Alternating sum of symmetric and exterior powers vanishes

Question

Let $V$ be a vector space with some extra structure (maybe to be general, an object of an abelian tensor category?), where we can form tensor products and exterior powers $\Lambda^i V$ and symmetric powers $\text{Sym}^i V$. I believe the following always holds for $n > 0$: $$ \sum_{i=0}^n (-1)^i\Lambda^i V \otimes \text{Sym}^{n-i}V = 0$$ where I take the sum as a "virtual" object; another way to say this is just that $$ \sum_{i=0}^{[n/2]} \Lambda^{2i} V \otimes \text{Sym}^{n-2i}V = \sum_{i=0}^{[(n-1)/2]} \Lambda^{2i+1} V \otimes \text{Sym}^{n-2i-1}V.$$

For example, if $V$ is a representation of a finite group, you can use character theory to reduce to the analogous identity for the elementary symmetric and complete homogeneous polynomials (see Wikipedia) applied to the eigenvalues of a group element.
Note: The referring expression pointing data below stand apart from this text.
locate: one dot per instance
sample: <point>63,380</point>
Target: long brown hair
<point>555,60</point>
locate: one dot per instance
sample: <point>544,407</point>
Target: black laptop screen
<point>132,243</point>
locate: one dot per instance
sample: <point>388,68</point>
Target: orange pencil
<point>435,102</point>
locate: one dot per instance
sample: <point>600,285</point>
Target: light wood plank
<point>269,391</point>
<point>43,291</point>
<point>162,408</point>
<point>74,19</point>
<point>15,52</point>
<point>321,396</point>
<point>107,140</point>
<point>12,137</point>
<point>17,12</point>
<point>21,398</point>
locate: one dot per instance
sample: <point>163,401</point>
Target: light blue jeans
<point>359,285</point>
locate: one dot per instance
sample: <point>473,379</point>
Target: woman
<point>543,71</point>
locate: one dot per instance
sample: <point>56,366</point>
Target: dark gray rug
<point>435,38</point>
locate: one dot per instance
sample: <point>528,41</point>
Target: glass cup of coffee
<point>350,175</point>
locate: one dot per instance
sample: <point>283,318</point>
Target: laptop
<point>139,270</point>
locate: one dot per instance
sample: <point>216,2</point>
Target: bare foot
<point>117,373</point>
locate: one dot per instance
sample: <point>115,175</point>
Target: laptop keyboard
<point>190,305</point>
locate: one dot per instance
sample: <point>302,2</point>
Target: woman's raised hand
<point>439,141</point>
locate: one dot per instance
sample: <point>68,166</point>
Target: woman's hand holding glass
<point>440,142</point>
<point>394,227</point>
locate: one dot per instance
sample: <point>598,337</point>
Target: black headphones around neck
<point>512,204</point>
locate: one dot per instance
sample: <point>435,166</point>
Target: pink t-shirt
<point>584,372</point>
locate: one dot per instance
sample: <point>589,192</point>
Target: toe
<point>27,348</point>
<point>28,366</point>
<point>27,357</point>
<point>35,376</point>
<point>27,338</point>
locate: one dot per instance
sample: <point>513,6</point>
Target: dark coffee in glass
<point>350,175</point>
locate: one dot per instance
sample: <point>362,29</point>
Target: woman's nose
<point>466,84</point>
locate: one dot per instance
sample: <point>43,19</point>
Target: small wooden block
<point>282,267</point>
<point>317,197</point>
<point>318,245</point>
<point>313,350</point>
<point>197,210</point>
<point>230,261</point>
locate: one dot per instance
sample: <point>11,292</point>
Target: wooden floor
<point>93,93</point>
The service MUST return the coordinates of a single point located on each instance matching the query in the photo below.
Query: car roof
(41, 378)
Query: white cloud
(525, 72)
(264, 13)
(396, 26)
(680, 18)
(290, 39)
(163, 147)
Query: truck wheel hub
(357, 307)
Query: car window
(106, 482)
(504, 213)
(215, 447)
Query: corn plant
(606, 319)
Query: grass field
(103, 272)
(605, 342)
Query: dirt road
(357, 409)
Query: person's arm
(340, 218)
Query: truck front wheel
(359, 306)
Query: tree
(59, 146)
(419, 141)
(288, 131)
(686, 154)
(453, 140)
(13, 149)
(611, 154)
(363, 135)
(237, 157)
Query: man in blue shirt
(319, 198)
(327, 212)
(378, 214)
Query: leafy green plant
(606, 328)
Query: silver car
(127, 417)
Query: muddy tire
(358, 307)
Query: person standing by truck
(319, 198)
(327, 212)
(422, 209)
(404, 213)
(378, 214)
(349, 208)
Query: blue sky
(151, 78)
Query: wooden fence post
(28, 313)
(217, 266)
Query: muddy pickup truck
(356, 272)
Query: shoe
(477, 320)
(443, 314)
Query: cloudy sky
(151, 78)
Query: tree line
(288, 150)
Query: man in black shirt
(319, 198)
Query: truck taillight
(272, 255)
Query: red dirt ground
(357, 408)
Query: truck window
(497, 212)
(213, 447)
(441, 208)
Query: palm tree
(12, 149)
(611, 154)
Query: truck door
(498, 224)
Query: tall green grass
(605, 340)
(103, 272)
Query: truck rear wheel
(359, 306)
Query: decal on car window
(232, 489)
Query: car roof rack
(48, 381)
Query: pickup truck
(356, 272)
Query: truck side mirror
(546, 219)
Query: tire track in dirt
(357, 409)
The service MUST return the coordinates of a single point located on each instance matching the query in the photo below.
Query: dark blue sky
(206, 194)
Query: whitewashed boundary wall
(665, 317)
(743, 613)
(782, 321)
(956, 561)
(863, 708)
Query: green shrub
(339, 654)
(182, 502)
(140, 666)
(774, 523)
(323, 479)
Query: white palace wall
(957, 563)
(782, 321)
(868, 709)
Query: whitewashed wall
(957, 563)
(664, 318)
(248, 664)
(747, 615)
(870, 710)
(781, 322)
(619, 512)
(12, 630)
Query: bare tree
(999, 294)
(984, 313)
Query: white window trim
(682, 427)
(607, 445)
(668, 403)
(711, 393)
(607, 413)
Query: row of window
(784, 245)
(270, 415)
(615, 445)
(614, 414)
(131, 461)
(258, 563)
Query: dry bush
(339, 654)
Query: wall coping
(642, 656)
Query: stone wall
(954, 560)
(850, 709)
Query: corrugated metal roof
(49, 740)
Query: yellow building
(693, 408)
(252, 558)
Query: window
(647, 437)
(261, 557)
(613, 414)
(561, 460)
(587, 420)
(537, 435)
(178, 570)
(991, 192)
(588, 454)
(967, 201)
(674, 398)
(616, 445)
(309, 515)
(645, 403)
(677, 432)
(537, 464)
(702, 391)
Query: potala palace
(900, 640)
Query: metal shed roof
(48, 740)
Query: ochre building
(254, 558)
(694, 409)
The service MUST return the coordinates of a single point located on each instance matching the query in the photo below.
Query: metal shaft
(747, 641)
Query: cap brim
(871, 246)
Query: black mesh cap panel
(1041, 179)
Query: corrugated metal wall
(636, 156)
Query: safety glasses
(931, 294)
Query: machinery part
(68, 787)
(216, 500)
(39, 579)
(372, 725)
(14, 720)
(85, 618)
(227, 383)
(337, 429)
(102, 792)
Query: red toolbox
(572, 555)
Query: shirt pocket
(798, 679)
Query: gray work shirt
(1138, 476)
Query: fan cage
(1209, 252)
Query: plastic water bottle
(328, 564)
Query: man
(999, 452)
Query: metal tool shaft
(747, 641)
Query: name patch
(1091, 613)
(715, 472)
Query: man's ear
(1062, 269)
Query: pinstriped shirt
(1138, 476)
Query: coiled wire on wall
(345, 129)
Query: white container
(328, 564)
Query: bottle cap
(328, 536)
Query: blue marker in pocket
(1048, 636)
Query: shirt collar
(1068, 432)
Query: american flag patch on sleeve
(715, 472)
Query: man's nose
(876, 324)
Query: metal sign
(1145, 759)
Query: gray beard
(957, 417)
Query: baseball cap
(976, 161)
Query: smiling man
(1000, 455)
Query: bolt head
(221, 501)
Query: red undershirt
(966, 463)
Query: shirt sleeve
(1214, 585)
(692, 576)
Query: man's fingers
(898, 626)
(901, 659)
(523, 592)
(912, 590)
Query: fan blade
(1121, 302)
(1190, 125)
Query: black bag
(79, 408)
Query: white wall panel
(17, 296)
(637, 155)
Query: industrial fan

But it'd be nice to have a higher-level proof that applied more generally.

Answer 1

If $V$ is a vector space, then you always have a Koszul complex

$$\cdots \to \bigwedge^i V \otimes Sym(V) \to \bigwedge^{i-1} V \otimes Sym(V) \to \cdots \to V \otimes Sym(V) \to Sym(V)$$

which has no homology except at the end where it's a copy of the ground field in degree $0$ (this complex is naturally graded where $$\bigwedge^i V \otimes Sym^k V$$ has degree $i+k$).

The identity you mention is the Euler characteristic of the degree $n$ piece being $0$. The Koszul complex is equivariant for the natural action of $GL(V)$. If $V$ happens to have more structure, great: it will likely be compatible, for example a finite group acting on $V$ gives a subgroup of $GL(V)$.